Coco Gauff has failed to hit the heights she achieved back at the start of June, when she won her first Roland Garros title. After being knocked out in the Cincinnati quarter-finals, there are a lot of questions being asked about one specific part of her game.
The American number one had a bitterly disappointing but brief grass campaign, playing and losing two games in Berlin and Wimbledon. She attempted to bounce back at the Canadian Open, but after sneaking past fellow American Danielle Collins and Cincinnati semi-finalist Veronika Kudermetova, she was halted in her tracks by an 18-year-old Victoria Mboko, who not only knocked out the number one seed but went on to win the event, attracting attention from the whole tennis world.
With her home Grand Slam coming rapidly up, Gauff was in need of a good run to fine tune her preparations for the event where she won her first Grand Slam as a 19-year-old. She got past Xinyu Wang and Lucia Bronzetti, with a bye sandwiched between those victories.
One notable thing in these ties was that her serving was not up to par. She hit eight doubles faults in the win over Wang, but that would only be half of what she would rack up in the quarter-final defeat against Jasmine Paolini, in a repeat of the Rome final earlier this year. In a low-quality game involving 14 breaks of serve, it was the Italian who moved on, while Gauff was punished for her lacklustre serving display.
The 16 double faults from her last game are not a one-off stat for Gauff. In the victory over Collins in Montreal, she struck a staggering 23 double faults, the fifth highest in a WTA tour match. Her tally has been extended to 293 this year with an average of 6.11 per match.

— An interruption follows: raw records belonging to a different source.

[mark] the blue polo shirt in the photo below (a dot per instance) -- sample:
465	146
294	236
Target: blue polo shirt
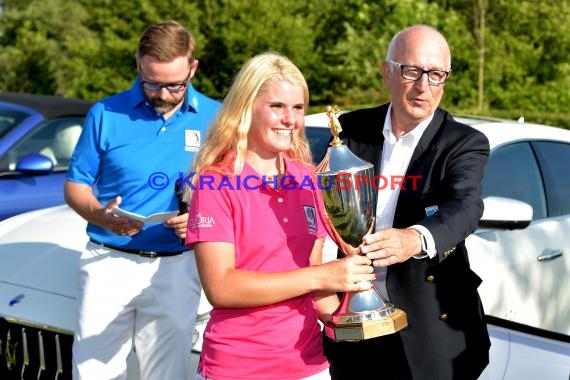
128	149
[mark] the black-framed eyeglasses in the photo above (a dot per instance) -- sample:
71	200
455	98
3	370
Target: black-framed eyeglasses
409	72
170	87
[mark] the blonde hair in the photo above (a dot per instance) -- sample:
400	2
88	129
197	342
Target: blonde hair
225	146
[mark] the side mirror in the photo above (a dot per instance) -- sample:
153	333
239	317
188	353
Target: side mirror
34	163
505	213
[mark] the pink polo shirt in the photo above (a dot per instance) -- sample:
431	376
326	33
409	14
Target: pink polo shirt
272	230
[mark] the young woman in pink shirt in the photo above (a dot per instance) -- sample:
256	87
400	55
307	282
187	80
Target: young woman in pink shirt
258	237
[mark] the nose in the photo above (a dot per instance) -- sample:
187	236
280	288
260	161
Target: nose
288	116
422	83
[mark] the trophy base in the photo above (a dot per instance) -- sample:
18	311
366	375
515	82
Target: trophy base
342	332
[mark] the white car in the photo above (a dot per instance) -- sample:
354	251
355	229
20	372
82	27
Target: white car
521	251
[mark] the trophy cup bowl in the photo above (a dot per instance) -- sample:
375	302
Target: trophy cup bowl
346	199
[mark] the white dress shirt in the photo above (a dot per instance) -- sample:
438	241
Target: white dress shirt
396	156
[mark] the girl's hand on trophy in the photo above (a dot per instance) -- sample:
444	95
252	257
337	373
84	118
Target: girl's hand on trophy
348	274
390	246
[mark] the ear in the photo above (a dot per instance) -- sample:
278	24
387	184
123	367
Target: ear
386	72
193	68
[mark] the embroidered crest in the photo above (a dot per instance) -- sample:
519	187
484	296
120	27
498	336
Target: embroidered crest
192	140
311	217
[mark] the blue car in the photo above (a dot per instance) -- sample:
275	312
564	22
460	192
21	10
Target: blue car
37	136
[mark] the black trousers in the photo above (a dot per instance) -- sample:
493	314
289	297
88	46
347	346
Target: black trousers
381	358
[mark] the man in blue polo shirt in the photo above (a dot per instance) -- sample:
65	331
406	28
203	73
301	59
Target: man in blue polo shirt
138	286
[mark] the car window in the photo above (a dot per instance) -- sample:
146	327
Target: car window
319	139
554	158
54	139
512	172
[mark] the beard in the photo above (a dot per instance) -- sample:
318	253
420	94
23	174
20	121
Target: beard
163	106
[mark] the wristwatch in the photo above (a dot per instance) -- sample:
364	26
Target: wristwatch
423	240
423	254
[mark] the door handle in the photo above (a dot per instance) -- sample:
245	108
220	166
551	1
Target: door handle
550	254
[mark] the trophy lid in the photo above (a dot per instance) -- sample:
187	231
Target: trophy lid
338	157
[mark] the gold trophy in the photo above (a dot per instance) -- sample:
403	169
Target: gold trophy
347	200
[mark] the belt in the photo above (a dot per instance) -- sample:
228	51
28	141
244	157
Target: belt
139	252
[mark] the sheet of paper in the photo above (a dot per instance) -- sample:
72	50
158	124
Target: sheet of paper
154	218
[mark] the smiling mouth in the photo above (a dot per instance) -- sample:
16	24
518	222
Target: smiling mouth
283	132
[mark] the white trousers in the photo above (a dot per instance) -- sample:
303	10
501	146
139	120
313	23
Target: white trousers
126	300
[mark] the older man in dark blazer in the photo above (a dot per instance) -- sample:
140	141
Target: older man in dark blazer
430	169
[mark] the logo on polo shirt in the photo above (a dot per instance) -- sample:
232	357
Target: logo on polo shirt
191	140
200	221
311	218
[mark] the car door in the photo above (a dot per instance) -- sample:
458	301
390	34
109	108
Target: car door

According to Sliding Backhand on X, Gauff has played 19 matches this year where 10% of the points on her serve have ended in a double fault, with the issue cropping up much more recently, with 12 in the last 17 boasting that unpleasant stat.
Matches per season where more than 10% of Coco Gauff's service points were double faults:
— Oscar (@SlidingBackhand) August 16, 2025
2021: 10 (50 matches)
2022: 14 (61)
2023: 5 (67)
2024: 26 (71)
2025: 19 (47)
It's happened in 12 of her last 17 matches.

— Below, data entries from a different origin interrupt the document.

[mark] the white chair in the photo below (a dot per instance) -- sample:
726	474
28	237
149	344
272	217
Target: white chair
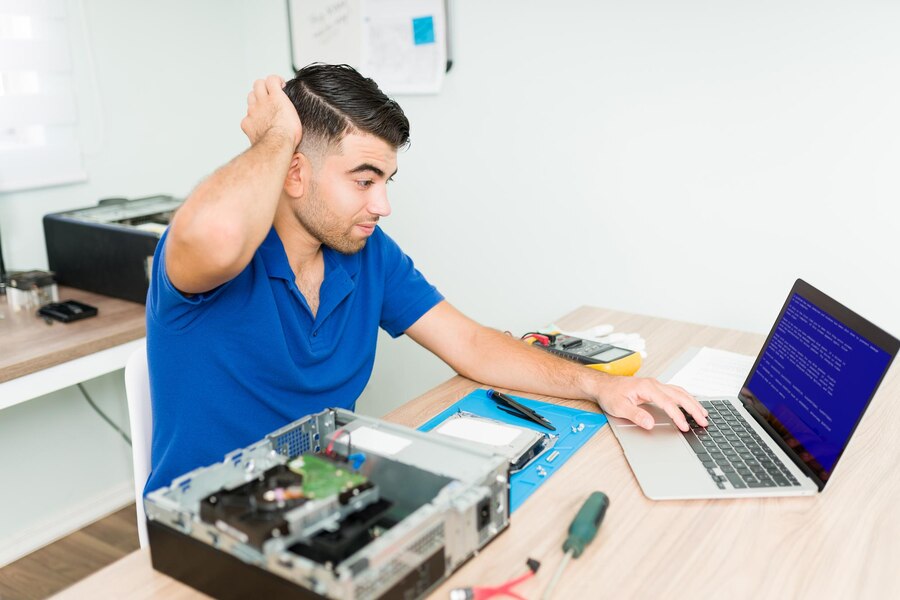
137	391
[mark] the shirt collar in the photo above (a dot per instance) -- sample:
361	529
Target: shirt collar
277	265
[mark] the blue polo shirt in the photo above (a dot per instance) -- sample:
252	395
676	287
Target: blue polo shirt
231	365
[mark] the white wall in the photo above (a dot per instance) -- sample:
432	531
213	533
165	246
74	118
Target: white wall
683	159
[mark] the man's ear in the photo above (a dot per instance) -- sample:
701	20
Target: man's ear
299	176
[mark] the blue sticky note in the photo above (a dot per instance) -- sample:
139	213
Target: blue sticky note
423	30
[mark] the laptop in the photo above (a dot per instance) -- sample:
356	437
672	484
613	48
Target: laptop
786	430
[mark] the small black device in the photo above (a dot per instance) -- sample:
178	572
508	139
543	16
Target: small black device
68	311
596	355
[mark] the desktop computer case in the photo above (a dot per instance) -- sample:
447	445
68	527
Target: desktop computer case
458	498
108	249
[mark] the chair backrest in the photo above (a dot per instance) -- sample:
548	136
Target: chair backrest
137	390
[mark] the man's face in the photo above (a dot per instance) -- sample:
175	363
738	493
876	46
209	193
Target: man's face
348	193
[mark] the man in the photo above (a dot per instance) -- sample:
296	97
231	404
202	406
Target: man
269	287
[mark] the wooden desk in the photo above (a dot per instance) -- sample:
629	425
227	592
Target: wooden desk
844	543
36	358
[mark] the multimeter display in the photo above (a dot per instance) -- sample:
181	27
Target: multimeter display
586	351
611	353
602	357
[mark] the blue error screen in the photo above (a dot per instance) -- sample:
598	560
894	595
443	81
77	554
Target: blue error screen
816	377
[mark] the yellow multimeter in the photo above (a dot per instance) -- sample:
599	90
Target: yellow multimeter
596	355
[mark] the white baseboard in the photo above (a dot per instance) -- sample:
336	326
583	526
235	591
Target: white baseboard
65	522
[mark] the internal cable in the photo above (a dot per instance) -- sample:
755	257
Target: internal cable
104	416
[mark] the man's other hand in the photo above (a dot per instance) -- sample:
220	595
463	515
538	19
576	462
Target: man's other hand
270	111
622	397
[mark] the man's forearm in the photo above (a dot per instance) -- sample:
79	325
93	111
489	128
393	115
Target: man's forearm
239	199
508	362
216	232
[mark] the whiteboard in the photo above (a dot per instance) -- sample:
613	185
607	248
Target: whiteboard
401	44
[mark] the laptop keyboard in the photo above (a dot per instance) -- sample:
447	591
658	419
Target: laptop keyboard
733	452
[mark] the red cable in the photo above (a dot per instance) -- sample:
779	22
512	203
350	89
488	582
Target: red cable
331	442
504	589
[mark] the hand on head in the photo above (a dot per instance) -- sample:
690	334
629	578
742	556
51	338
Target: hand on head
271	112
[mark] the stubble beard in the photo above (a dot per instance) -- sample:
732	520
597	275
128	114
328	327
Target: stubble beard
323	225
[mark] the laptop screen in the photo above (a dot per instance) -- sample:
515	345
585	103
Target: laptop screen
817	372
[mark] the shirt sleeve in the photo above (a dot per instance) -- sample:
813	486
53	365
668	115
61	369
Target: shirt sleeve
407	294
165	303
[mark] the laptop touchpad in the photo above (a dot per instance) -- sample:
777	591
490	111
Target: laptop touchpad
659	417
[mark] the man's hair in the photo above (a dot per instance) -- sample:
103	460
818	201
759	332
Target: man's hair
334	100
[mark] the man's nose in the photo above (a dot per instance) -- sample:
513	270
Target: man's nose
379	204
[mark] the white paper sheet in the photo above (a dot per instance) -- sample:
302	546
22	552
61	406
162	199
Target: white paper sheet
377	441
479	430
713	372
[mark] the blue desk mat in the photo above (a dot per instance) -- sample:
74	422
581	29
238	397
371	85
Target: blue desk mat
526	481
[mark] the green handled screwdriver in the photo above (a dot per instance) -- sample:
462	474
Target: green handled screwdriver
581	532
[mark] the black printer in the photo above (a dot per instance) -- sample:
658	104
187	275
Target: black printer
108	248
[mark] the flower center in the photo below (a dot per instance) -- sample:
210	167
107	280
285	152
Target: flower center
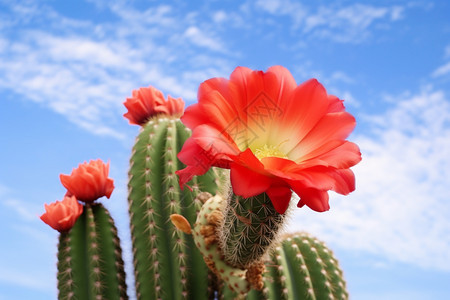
269	151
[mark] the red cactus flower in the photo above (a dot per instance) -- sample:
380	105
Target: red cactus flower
147	102
275	137
61	215
89	181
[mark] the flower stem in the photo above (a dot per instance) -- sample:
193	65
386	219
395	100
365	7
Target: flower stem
250	228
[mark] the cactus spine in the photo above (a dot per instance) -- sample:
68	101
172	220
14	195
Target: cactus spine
90	264
301	267
167	264
249	229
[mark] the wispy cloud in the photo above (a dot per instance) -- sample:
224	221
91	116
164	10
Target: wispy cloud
352	23
84	70
400	208
442	70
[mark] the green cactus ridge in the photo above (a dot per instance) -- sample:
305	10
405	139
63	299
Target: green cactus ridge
300	267
234	278
250	228
166	262
90	264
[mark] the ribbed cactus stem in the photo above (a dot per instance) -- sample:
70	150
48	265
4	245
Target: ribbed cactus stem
166	262
250	228
300	267
90	264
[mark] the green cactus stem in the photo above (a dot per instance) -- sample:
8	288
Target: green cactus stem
90	264
166	262
300	267
250	227
205	239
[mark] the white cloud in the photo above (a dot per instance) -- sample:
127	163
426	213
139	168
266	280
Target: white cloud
447	51
200	38
85	70
442	70
400	208
345	24
26	279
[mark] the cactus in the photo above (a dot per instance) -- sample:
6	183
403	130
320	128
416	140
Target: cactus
300	267
90	264
249	229
167	263
221	247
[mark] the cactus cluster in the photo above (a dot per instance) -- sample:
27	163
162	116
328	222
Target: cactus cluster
200	241
90	264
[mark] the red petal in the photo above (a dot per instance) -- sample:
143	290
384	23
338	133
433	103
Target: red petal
280	197
248	180
315	199
335	126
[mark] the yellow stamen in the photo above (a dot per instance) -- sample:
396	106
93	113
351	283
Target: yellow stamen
269	151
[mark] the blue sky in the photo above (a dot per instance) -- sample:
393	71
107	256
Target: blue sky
67	66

This follows on from last year, where she struck a total of 430 double faults, the fourth highest in WTA history, only behind Jelena Ostapenko with 436, Marion Bartoli, who hit 437, and Camila Giorgi, whose 458 double faults in 2015 place her top of the list. She also leads the tour in double faults, having failed to find the opponent's service box 250 times in 41 matches, 57 more than the next tennis player.
All of this raises the question: why is Gauff's second serve so unreliable? It is partly to do with her technique, with an inconsistent preparation heading into the serve, whether that is a poor ball toss or slack racquet timing. It is also to do with her body movement, unable to rotate her body or position her feet correctly to produce the cleanest serve. The American may also struggle with the mental side, fully aware of the mistakes she is making and putting herself under needless pressure not to do it again, culminating in more.

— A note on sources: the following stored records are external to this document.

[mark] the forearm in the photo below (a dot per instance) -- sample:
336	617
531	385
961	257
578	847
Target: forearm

Despite these deficiencies, she has proved that she can still compete at the top level. In the Roland Garros final, she hit eight double faults and won only 50% of her second service points. She still went on to claim the title. Although last year her serving problem was bad, she still went on to claim the WTA finals. Still in number two in the world, Gauff has to find a way of improving her serve so ties such as Paolini do not keep regularly occuring.